Adv Spark Programming - Broadcast Variables Example (Python)

Say, we have an array of strings that might be loaded from a file on the driver. Here it is defined inside the code. This array of strings contains the common words.

commonWords = ["a", "an", "the", "of", "at", "is", "am","are","this","that","at", "in", "or", "and", "or", "not", "be", "for", "to", "it"]

Let's convert this array into a Map. Looking up for a word in a map becomes really fast as compared to an array.

commonWordsMap = {}

for word in commonWords:
    commonWordsMap[word] = 1

Then we create a broadcast variable using sc.broadcast method of spark context and passing our map as the argument.

commonWordsBC = sc.broadcast(commonWordsMap)

Next, we create our rdd using a file located in HDFS. Here each record will be a string because a textinputformat is being used by default.

file = sc.textFile("/data/mr/wordcount/input/big.txt")

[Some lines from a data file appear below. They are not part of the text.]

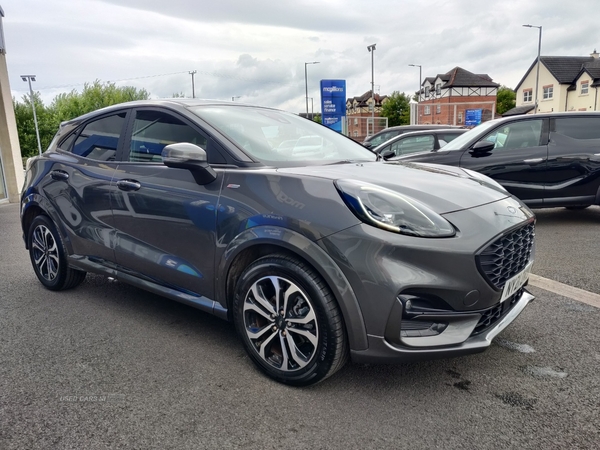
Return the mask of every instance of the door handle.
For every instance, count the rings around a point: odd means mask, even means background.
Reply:
[[[69,174],[64,170],[53,170],[50,172],[50,176],[56,181],[66,181],[69,179]]]
[[[122,191],[137,191],[142,185],[136,180],[119,180],[117,181],[117,187]]]
[[[531,158],[523,160],[525,164],[535,165],[544,162],[544,158]]]

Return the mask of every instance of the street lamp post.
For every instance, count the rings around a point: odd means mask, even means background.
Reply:
[[[190,70],[188,73],[192,76],[192,98],[196,98],[196,88],[194,87],[194,75],[196,71]]]
[[[542,51],[542,26],[541,25],[523,25],[527,28],[537,28],[540,30],[539,40],[538,40],[538,59],[537,59],[537,69],[535,73],[535,109],[533,110],[534,114],[537,114],[538,110],[538,88],[540,82],[540,53]]]
[[[410,67],[418,67],[419,68],[419,100],[417,100],[417,125],[419,124],[419,103],[421,102],[421,66],[419,64],[409,64]]]
[[[375,46],[371,44],[367,46],[367,50],[371,53],[371,127],[373,134],[375,133]],[[369,127],[367,127],[367,136],[369,136]]]
[[[306,118],[308,119],[308,70],[306,67],[309,64],[319,64],[319,61],[313,61],[309,63],[304,63],[304,88],[306,90],[304,98],[306,99]]]
[[[35,125],[35,135],[38,140],[38,152],[42,154],[42,143],[40,142],[40,131],[37,124],[37,114],[35,113],[35,100],[33,98],[33,89],[31,88],[31,82],[35,81],[35,75],[21,75],[23,81],[29,82],[29,98],[31,100],[31,109],[33,110],[33,123]]]

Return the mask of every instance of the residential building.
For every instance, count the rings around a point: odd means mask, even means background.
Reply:
[[[387,95],[375,94],[371,99],[371,91],[346,100],[346,121],[348,136],[362,142],[367,136],[375,134],[387,127],[387,119],[381,119],[381,108],[387,100]],[[374,123],[371,124],[372,111]]]
[[[599,111],[600,59],[590,56],[540,56],[537,112]],[[517,106],[505,115],[533,113],[537,58],[517,85]]]
[[[487,74],[455,67],[435,77],[426,77],[419,92],[417,117],[420,125],[465,125],[467,110],[478,111],[481,121],[494,118],[500,85]]]

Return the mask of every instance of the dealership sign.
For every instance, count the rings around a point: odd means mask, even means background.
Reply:
[[[465,111],[465,125],[467,127],[474,127],[481,123],[481,110],[480,109],[467,109]]]
[[[323,125],[341,133],[346,117],[346,80],[321,80]]]

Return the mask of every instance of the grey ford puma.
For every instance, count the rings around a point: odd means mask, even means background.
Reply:
[[[533,213],[457,167],[385,162],[275,109],[132,102],[30,161],[25,245],[48,289],[104,274],[232,320],[291,385],[489,347],[533,300]]]

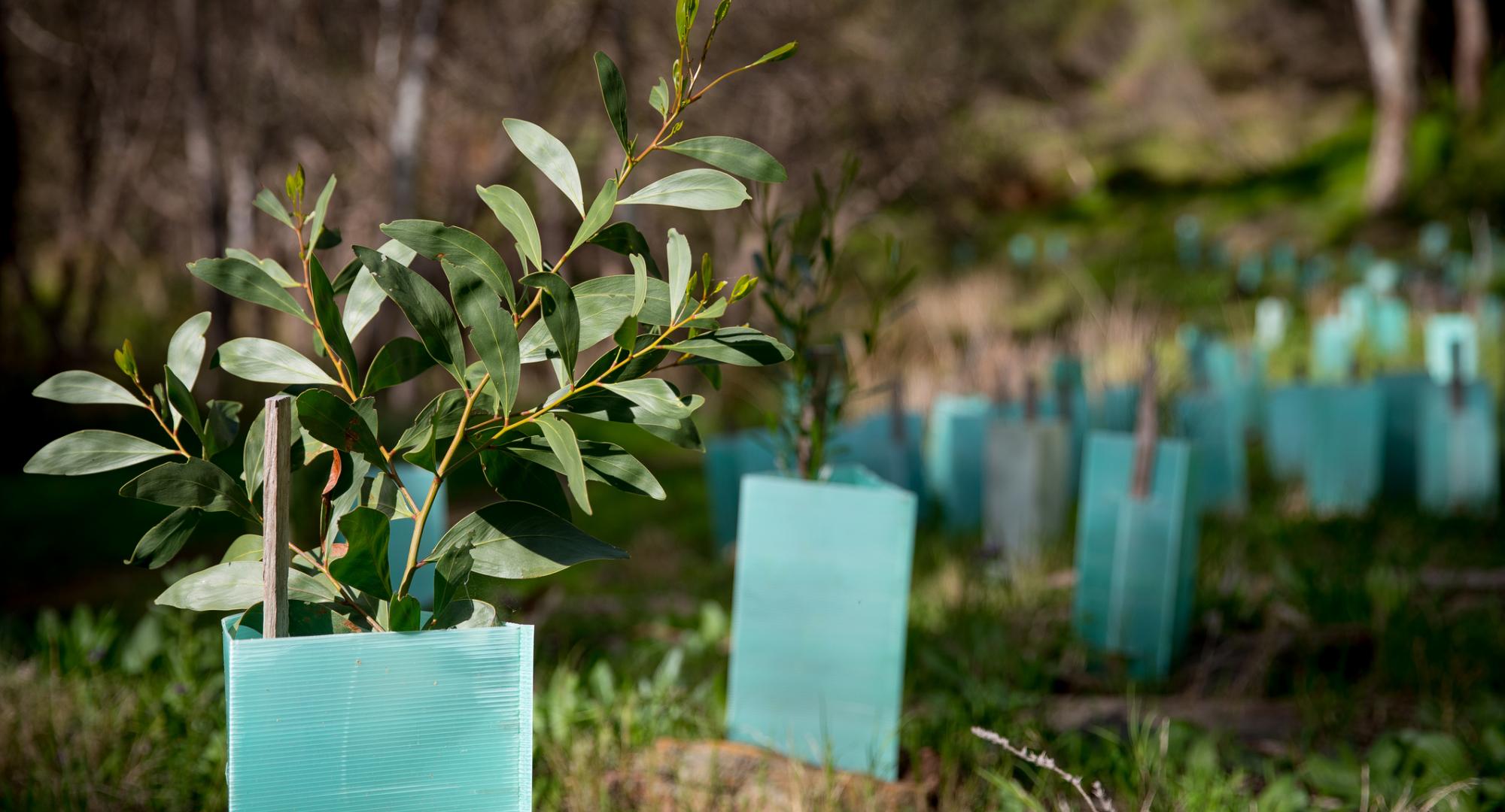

Afterward, we define a function toWords which breaks down a line into an array of words that are not in the common words map accessed via the broadcast variable.

def toWords(line):  
    words = line.split(" ")
    output = [];
    for word in words:
        cleanWord = word.lower().strip().replace("[^a-z]","")
        if not cleanWord in commonWordsBC.value:
            output.append(cleanWord)
    return output

Then we call this function using a flatMap resulting in RDD of uncommon words.